Advanced Encryption Standard (AES)
(FIPS-197)

http://www.vocal.com

VOCAL Technologies, Ltd. software libraries include a complete range of ETSI / ITU / IEEE compliant algorithms, optimized for execution on ANSI C and leading DSP architectures (ADI, ARM, DSP Group, LSI Logic ZSP, MIPS and TI). This software is an example of VOCAL using MIPS Technologies CorExtend features to develop a custom solution to increase performance.

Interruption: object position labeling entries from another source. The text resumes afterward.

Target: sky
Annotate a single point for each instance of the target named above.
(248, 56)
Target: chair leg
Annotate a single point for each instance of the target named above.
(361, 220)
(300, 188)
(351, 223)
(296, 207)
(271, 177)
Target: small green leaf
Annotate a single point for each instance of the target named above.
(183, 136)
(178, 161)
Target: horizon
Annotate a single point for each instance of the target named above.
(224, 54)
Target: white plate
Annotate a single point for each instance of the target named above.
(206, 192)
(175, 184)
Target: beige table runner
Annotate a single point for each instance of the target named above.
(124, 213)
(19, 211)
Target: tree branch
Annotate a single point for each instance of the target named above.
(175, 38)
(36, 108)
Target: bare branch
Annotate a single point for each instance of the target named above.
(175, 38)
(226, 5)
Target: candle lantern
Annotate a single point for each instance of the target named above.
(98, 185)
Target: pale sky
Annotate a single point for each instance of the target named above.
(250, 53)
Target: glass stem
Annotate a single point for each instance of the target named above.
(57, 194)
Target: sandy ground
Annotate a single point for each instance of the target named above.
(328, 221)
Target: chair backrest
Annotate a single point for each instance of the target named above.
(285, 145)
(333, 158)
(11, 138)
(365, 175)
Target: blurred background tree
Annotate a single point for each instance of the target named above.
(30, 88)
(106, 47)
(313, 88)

The Advanced Encryption Standard (AES) is a computer security standard that became effective on May 26, 2002 by NIST to replace DES. The cryptography scheme is a symmetric block cipher that encrypts and decrypts 128-bit blocks of data. Lengths of 128, 192, and 256 bits are standard key lengths used by AES.

The algorithm consists of four stages that make up a round which is iterated 10 times for a 128-bit length key, 12 times for a 192-bit key, and 14 times for a 256-bit key. The first stage "SubBytes" transformation is a non-linear byte substitution for each byte of the block. The second stage "ShiftRows" transformation cyclically shifts (permutes) the bytes within the block. The third stage "MixColumns" transformation groups 4-bytes together forming 4-term polynomials and multiplies the polynomials with a fixed polynomial mod (x^4+1). The fourth stage "AddRoundKey" transformation adds the round key with the block of data.

In most ciphers, the iterated transform (or round) usually has a Feistel Structure. Typically in this structure, some of the bits of the intermediate state are transposed unchanged to another position (permutation). AES does not have a Feistel structure but is composed of three distinct invertible transforms based on the Wide Trail Strategy design method.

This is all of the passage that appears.